短くするために色々と駆け足になってますが、お許し下さい。
リフィアは魔物を殺していないのでは。
俺も抱いたその疑問を、しかし俺自身はとっくに否定している。
でなければ、俺がこうしてリフィアの中に入った理由が説明できない。
よしんば他の要素でこうなったとしても、それを知る術が俺には無い。
だから今は、魔物を殺したということを前提に考えて、俺はこの世界を生きている。
……だからこそ抱く疑問もある。
「カシェルってさ、リフィアが魔物を殺したってのを噂話として聞いたんだよね?」
「うん。なに? 改まって」
「いや……だとしたらこの二週間、教師から何のアプローチも無いのはどうしてなんだろうなぁ、ってずっと思ってて」
殺したという前提で進めているからこそ、抱いていた疑問。
毎日、いつか教師に呼び出されるのでは、と思いながら生活してきた。
ちょっとしたことでジルと校外へと出た時も、出たことで説教はされても、魔物を殺したことを追求されることはなかった。

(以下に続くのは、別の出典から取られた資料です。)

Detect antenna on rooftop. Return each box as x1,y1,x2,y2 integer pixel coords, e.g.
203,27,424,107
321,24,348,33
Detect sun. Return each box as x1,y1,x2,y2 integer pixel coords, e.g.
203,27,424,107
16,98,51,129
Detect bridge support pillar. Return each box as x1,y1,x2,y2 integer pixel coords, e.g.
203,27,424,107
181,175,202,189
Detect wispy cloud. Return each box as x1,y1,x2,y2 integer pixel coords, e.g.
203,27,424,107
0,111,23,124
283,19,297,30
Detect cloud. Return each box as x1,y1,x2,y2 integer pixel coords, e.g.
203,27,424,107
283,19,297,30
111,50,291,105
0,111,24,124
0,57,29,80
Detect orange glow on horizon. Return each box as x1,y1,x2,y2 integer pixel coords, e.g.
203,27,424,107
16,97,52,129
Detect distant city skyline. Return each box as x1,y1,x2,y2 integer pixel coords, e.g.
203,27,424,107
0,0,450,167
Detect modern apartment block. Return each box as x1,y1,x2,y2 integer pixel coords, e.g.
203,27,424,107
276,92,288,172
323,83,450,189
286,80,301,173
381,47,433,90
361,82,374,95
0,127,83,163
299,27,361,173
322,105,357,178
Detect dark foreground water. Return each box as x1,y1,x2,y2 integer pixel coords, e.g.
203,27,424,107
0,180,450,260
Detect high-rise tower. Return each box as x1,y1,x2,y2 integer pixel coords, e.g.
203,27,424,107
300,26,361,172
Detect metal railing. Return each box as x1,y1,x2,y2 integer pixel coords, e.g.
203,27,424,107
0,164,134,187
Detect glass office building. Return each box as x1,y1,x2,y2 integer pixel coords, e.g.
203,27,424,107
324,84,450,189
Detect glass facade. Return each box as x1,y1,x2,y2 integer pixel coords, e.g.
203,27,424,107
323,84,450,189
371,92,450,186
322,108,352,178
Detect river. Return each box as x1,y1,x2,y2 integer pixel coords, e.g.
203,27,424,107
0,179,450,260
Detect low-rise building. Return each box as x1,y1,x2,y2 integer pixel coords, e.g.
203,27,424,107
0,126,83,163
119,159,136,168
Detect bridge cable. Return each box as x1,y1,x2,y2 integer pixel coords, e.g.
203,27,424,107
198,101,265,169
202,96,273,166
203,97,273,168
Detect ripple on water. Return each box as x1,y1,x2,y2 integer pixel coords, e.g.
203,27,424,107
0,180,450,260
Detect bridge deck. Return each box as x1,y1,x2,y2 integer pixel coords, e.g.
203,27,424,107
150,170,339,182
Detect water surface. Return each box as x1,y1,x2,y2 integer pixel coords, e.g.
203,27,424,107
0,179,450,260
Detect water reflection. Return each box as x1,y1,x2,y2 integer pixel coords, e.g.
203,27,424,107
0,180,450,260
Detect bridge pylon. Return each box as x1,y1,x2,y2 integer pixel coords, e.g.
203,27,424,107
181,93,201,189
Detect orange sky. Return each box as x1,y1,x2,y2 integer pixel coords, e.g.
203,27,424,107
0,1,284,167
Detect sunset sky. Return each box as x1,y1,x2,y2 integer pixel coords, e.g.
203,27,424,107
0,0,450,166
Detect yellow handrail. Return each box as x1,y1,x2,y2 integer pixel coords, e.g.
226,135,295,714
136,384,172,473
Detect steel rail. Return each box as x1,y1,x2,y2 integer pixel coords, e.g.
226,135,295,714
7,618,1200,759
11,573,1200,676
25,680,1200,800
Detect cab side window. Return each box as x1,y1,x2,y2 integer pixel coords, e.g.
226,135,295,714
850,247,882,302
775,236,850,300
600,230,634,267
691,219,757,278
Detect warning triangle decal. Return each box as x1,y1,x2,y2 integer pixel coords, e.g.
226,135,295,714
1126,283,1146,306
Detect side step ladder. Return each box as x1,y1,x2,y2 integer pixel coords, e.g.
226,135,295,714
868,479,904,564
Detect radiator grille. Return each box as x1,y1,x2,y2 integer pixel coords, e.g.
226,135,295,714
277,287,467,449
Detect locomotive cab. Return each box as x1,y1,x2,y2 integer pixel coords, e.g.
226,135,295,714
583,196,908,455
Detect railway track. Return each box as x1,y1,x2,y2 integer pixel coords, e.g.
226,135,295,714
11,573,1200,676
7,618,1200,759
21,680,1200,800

もちろん、人類の敵たる魔物を殺したのだから褒められないはおかしい、なんて理由じゃない。
学校内に魔物が入ったのだ。
その侵入経路を聞きたがってもおかしくはない。
本当に生徒を守る気があるのなら。
「え? リフィア……で良いんだよね? 今更だけど」
「マリンもそう呼んでるし、他ので呼んでも色々とややこしいでしょ?」
「確かに。じゃあリフィア、教師が聞いてこないことに対して何を不安に思ってるの?」
「何を、っていうか……この学校の先生陣が、魔物が校内に侵入したことに対して何のアクションも起こしてないでしょ?」
「それが?」
「分からない? これって、生徒を守る気が無い――ってことも当然あるけど、それ以上に、敢えて魔物を校内に侵入させたとも考えられない?」
「…………いや、さすがにそれは……」
確かに、突拍子もないことを言っている自覚はある。
これもまたお得意の物語を読んできたからこその想像だ。
それに、もし先生が校内に魔物を入れたとして何をしたいのかは想像できない。
いつもより一層酷い“被害妄想”だ。
……眠気が来すぎてのかもな……。
「だよね……忘れてくれ」
それよりも今は、その魔物の子を逃がすことを考えないとな。
「さて……それじゃあもう夜も遅くなってきたし、後はその子を交えて四人で話そうか」
「……そうだね。うん、分かった。でも良いの? その……魔物、だけど」
「それを気にしないって話だから協力するって話でしょうが。大体、その子が何をするつもりなのかっての、聞いてないんでしょ? だったら直接聞かないと」
「それは……そうだけど……でも、本当に協力してもらって良いの?」
「だから、不安にならないでって。カシェルは明るいほうが“らしい”んだから。ここは明るく振る舞ってもらわないとさ、こっちも協力のしがいが無くなるから」
「……うん。分かった。それじゃあ明日、あたしからその子に話しておくね」
そうして、本人がおらず、もう一人の協力者は眠っている状態で、俺達は明日の約束を交わした。
◇ ◇ ◇
「リフィア、ちょっと良いかな」
翌朝、寝る時間が少し遅くなったせいで眠気と戦いながら何とか食堂に辿り着くと、食事を受け取る前に声をかけられた。
「ジル……」
イケメンの貴族様、ジルだった。
遠目で睨みつけてくる女子の視線が痛い。
「あ、あの……わたし、先に食事、もらっとくね……?」
一緒に来ていたマリンがそそくさと離れていく。
女子からの視線に耐えられくなったか、それともジル自身の雰囲気にアテられたか……。
「……何か用事? ジル。ご飯食べたいんだけど」
「ああ、申し訳ない。ただ少し時間が欲しくてね。朝食の後に少し時間をもらえないかな?」
「……なんで?」
「自由時間の時に少し、頼みたいことがあるんだ」
「頼みたいこと? ……また校外に出る系?」
「いや、今日は校内での用事でね。親に頼まれたことなんだ」
「……面倒なんだけど」
「そう言わずに」
正直に言ったのにやんわりといい笑顔で拒絶された。